Tracy Cameron and Melanie Kok may have won the bronze medal in women's lightweight doubles yesterday, but they don't have fixed addresses.

They have places where they lay their heads when training at Rowing Canada's national centre in London, Ont., but they are, effectively, nomad amateur athletes, travelling to camps around the world and spending no more than three weeks in any one place over the past year. Financially, they live off grants, the generosity of others and whatever money they are able to scrounge.

"It's a suitcase," Kok said when asked what home looked like. "There really is no such thing as home."

Yesterday, however, Cameron, a carded athlete, wasn't playing the poor athlete card. And the 33-year-old was challenging fellow Canadian Olympians to do the same.

"As elite athletes, we have to do a better job of [self-financing]," she said. "Instead of asking the government all the time for more money, more money, I think it's up to us to take some responsibility to go out there and find it. The corporate world is happy to come on board, you just have to ask. I think we should put a challenge out there to other athletes to do the same."

Cameron knows her subject. After winning the 2005 world championship alongside Kok in lightweight quadruple sculls, Cameron decided to shoot for the Beijing Olympics and knew she would need more than federal, provincial and sports federation grants to make ends meet.

"I thought 'If I'm going to do this, I'm going to need financial support because carding isn't going to cut it,' " she said.

So, Cameron sold herself.

Based in Calgary at the time, Cameron put together a proposal and shopped it around the city's corporate community. Two companies — Midnight Oil Exploration Ltd. and Daylight Energy Ltd. — sponsored her.

"I marketed myself," she said. "Midnight Oil and Daylight Energy took a risk and have supported me ever since. They have made the difference."

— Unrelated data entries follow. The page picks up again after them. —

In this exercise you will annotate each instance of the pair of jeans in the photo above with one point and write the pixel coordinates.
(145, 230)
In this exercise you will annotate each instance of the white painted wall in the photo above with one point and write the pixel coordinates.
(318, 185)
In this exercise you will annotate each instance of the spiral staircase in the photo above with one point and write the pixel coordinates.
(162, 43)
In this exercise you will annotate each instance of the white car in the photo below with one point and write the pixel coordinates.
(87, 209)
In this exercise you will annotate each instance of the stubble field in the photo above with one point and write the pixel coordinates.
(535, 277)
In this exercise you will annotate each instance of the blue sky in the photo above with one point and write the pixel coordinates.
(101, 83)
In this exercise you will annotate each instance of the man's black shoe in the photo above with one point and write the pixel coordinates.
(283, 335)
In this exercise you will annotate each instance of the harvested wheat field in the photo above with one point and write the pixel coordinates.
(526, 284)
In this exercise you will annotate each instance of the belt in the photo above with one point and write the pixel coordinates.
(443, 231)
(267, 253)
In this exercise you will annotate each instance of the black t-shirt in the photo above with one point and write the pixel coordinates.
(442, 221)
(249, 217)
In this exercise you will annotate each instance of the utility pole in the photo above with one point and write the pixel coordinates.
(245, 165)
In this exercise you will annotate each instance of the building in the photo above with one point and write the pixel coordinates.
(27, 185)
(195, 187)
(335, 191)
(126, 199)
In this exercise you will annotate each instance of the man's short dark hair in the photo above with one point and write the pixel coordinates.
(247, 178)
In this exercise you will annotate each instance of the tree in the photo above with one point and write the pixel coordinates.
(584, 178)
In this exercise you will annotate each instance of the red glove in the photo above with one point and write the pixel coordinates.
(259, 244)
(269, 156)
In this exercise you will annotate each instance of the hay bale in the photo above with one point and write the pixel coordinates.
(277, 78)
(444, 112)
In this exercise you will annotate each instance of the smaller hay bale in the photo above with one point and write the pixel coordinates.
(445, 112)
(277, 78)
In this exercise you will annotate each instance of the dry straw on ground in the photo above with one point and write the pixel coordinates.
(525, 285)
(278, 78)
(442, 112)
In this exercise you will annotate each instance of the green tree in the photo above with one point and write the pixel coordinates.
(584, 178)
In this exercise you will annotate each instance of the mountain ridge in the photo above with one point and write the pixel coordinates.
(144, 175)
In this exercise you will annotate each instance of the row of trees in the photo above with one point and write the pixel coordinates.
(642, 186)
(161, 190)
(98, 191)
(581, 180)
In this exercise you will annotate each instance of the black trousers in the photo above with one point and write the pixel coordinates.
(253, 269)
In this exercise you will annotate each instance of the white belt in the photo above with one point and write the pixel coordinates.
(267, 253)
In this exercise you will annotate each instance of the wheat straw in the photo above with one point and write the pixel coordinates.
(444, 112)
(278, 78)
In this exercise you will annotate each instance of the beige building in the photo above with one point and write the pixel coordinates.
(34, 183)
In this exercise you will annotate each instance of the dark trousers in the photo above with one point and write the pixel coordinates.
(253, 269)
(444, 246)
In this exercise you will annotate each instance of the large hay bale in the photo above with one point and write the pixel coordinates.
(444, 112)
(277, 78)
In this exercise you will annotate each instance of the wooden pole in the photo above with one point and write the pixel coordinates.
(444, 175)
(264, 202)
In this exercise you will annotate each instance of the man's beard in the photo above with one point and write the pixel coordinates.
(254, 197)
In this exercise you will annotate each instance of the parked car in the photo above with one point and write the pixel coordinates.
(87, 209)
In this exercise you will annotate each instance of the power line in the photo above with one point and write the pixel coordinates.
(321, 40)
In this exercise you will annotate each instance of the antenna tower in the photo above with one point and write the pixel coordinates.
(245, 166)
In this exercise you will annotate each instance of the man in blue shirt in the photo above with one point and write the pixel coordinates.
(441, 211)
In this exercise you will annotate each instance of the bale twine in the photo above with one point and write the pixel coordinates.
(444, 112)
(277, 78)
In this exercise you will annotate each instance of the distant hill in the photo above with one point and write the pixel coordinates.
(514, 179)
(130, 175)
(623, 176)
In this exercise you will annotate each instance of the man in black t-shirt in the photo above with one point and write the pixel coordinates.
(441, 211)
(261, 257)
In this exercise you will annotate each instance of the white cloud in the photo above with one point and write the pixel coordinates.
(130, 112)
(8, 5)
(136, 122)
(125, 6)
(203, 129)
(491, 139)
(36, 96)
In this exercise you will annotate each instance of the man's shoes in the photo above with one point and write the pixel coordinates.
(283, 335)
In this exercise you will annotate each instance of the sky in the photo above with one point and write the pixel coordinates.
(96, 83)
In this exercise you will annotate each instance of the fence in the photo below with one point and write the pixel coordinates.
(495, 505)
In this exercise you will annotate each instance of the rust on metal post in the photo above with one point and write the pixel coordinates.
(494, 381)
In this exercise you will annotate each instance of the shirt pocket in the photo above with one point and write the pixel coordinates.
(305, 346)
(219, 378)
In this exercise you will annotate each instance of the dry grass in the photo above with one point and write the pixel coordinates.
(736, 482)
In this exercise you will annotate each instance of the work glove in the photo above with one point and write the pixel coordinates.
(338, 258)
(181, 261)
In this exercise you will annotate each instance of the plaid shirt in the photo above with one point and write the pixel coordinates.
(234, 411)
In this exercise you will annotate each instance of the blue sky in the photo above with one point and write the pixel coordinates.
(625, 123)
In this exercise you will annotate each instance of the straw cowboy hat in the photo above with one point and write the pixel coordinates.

In London, Cameron lives with a family as though she were a billet with the OHL's London Knights. Kok, 24, lived with three University of Western Ontario students in a house.

From those "home bases" — not homes — Kok and Cameron turned themselves into Olympic medalists, beating a German boat by 0.004 seconds. They were joined by two other Canadian crews on the podium as the Olympic regatta wrapped up at the Shunyi Rowing-Canoeing Park. The only Canadian boat that failed to win a medal was the women's eight, which finished fourth.

The lightweight men's four, whose coach Bent Jensen is suffering from pancreatic cancer, also won a bronze medal. The crew — Jon Beare, Iain Brambell, Mike Lewis and Liam Parsons — fell to fourth place past the midway point, but rallied in the final 500 metres and said it was now their turn to coach.

"What we have gone through is extra special because of the surrounding circumstances," Brambell said. "We'll continue to stay connected [with Jensen]. He lives in Victoria, so it's important that we continue to support him as he supported us."